2. Learn from the experience

Improving at anything is about getting feedback, adapting behaviour, then getting more feedback.

As independent consultants, that coaching and feedback loop doesn't come as naturally and in as structured a way as it might in conventional employment, where one's boss generally has a clearer incentive to help you improve (hopefully!).

As independent consultants, we have to coach ourselves. One way that I do this is by having a project closure call at the end of each project. In it, I ask the client for feedback.

Now, you may need to push your client to provide full and frank (i.e. useful) feedback; as mentioned, they really don't have that much incentive to provide truly valuable feedback (from their perspective, if they liked your work, they'll offer you work again in the future. If they didn't, they probably won't).
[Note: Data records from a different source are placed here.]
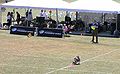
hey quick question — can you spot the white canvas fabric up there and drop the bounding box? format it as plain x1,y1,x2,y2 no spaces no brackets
0,0,120,13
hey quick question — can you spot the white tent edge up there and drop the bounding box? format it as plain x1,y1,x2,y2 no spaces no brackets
1,5,118,13
0,0,120,13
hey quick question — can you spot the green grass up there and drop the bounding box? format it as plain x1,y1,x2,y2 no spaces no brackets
0,30,120,74
0,1,120,73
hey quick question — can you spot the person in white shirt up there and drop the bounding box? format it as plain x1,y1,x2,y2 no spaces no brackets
40,10,44,17
27,9,33,26
40,10,47,20
43,10,47,20
6,12,12,28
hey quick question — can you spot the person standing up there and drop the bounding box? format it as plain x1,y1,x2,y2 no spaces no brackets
16,12,21,25
25,10,29,18
40,10,47,19
27,9,33,27
48,10,52,19
40,10,44,17
6,12,12,28
43,10,47,20
65,11,71,26
91,21,99,43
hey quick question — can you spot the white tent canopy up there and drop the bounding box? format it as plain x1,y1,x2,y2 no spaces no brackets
0,0,70,10
1,0,120,13
70,0,120,13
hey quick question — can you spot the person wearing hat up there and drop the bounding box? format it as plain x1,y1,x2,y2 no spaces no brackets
91,21,99,43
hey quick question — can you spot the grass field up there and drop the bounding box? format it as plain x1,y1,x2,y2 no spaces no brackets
0,1,120,74
0,30,120,74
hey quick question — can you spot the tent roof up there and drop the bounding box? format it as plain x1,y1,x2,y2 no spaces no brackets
69,0,120,13
1,0,120,13
0,0,70,10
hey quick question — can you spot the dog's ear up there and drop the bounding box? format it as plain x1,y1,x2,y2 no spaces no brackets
76,56,80,61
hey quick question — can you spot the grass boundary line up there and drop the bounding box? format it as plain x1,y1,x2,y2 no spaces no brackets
62,69,112,74
88,60,120,63
45,49,119,74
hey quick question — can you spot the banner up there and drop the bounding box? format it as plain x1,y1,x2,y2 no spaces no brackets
37,28,64,38
10,26,35,36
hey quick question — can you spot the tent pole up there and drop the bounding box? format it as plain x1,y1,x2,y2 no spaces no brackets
56,8,59,25
102,13,105,25
0,13,1,23
0,9,2,28
26,8,29,27
113,12,119,37
115,13,118,31
12,8,15,25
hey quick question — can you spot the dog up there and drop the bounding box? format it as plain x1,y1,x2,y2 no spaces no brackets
72,56,80,65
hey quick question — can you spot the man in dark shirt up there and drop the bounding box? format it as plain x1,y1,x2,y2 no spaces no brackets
16,12,21,25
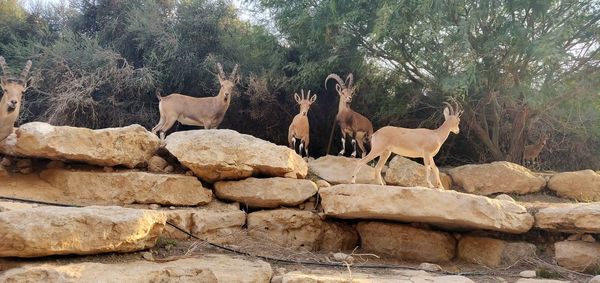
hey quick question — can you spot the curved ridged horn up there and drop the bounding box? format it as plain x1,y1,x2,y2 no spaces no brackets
345,73,354,88
306,89,311,100
324,73,345,89
216,63,226,79
442,101,455,115
0,57,8,82
20,60,32,83
229,64,239,80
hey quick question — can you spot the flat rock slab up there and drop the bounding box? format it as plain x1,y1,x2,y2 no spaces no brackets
0,254,272,283
457,235,536,268
555,241,600,273
0,122,159,168
214,177,317,208
165,129,307,182
448,161,545,195
278,270,475,283
534,203,600,233
548,170,600,201
0,206,166,257
308,155,379,185
384,156,452,189
319,184,534,234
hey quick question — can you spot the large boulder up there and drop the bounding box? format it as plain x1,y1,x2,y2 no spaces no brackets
0,254,272,283
165,130,307,182
357,222,456,263
384,156,452,189
278,270,475,283
554,241,600,273
457,236,536,267
0,122,159,168
534,203,600,233
247,209,358,251
319,184,534,233
547,170,600,201
308,155,379,185
448,161,545,195
0,206,166,257
214,177,317,208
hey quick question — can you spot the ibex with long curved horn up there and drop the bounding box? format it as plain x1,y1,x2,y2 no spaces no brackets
288,89,317,158
0,56,32,142
325,73,373,158
152,62,239,142
351,99,462,188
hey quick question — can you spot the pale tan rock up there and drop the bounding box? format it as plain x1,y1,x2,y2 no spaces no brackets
37,169,212,206
555,241,600,273
308,155,379,184
0,254,272,283
15,159,31,168
165,130,307,182
279,270,475,283
583,234,596,243
0,206,166,257
515,279,569,283
319,184,534,233
147,155,169,173
384,156,452,189
548,170,600,201
247,209,358,251
0,201,36,212
214,177,317,208
519,270,536,278
590,275,600,283
419,262,443,272
457,236,536,267
0,122,160,168
357,222,456,263
315,179,331,188
448,161,545,195
495,194,516,202
534,203,600,233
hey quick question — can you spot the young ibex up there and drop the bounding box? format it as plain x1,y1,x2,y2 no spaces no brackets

Here are the main questions that I ask (I literally have this as a script in Evernote!).:

  1. How do you think the project went?

  2. Which aspects of the consultant's work did you like?

    1. Some aspects you may wish to consider are: quality of work/analysis/deliverables, client communication/responsiveness, alignment of work to agreed objectives, fees, etc.
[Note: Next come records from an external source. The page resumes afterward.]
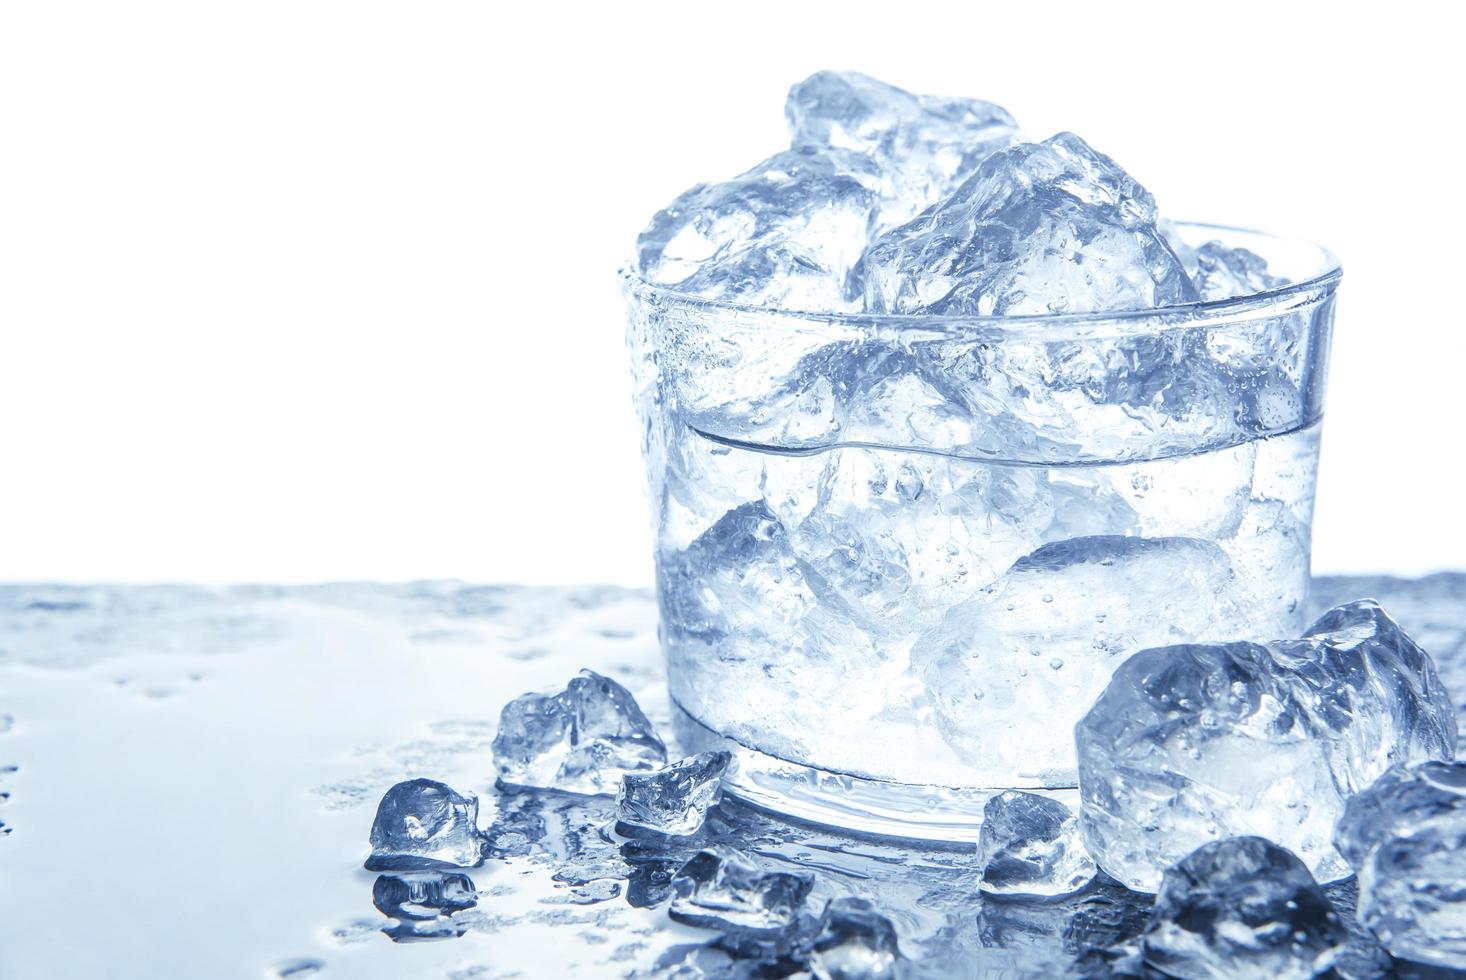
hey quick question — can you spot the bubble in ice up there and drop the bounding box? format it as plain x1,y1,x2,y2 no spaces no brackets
976,791,1096,898
635,146,881,313
493,668,668,795
916,535,1251,786
366,779,486,871
786,70,1018,230
1077,600,1457,891
857,132,1198,315
669,845,815,938
805,897,903,979
1142,836,1347,980
1334,761,1466,968
616,750,731,837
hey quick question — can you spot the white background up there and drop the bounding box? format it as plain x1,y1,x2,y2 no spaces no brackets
1,1,1460,585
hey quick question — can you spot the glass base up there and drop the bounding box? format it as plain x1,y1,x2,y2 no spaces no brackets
672,702,1079,843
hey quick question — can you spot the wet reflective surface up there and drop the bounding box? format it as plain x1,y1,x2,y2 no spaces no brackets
1,576,1463,978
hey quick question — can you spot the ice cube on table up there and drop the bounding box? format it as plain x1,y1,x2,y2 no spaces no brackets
786,70,1018,230
616,750,731,837
493,669,667,795
1142,836,1347,980
1334,761,1466,967
857,132,1197,315
1077,600,1457,891
366,779,486,871
916,535,1251,786
635,147,881,312
805,897,903,979
976,791,1096,898
669,845,815,938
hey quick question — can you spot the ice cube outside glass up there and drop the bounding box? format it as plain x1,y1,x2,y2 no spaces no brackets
624,223,1340,841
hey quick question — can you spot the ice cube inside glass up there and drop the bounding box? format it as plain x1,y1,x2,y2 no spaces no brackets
625,223,1339,839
  3. Which aspects of the consultant's work could be improved and how?

    1. Some aspects you may wish to consider are: quality of work/analysis/deliverables, client communication/responsiveness, alignment of work to agreed objectives, fees, etc.

  4. Do you have any upcoming projects for which you need consultancy support?

3. Use the project to get more projects

I heard someone say early on in my consulting career, "You get work through work".

It's so true.

For a viable independent consulting business, you only need a few regular clients. In fact, my main two clients today were my first two clients eight years ago.

Of course, a lot of that is about doing good work and hoping people refer you. But here's a tip that will help push that process along.

First, in your project closure call, make sure you ask that question 4 above. Normally, clients - especially large NGOs and UN agencies, in my experience - tend to look for consultants to start at short notice once they've had everything approved. But they might already have in mind their pipeline of consultant needs and by asking them that question 4, you can jog their brains to say, "Oh, actually, we have a project coming up in a couple of months if that would be of interest?".

Second, I always say at the end of the project closure call:

"Thank you for your feedback. Would you be willing to share a reference and testimonial? This will be a short paragraph that summarises some of the feedback you discussed today. It will appear on our website with your first initial, surname and organisation. If you agree, I will draft a couple of sentences based on the feedback you've shared today and send it to you for your approval."

I've never had a client refuse this request. Most people are kind and understand that as independent professionals, we need to tell people what we do and how good we are at doing it. Once you've got that testimonial, you can include it on your website (check out this article to see whether you need a website). Or find a place on your CV or LinkedIn.

Finally, I sometimes challenge the client to send a quick email to five of their colleagues or contacts referring me. I share with them a draft email to use, which introduces me and my expertise (the "elevator pitch" - students of our IC-Hub Start-up Incubator and IC-Hub Level-up Accelerator will know exactly what we mean here), along with my CV and contact details.

Build this system into each and every one of your projects and you'll hopefully be generating a steady stream of social impact work in no time!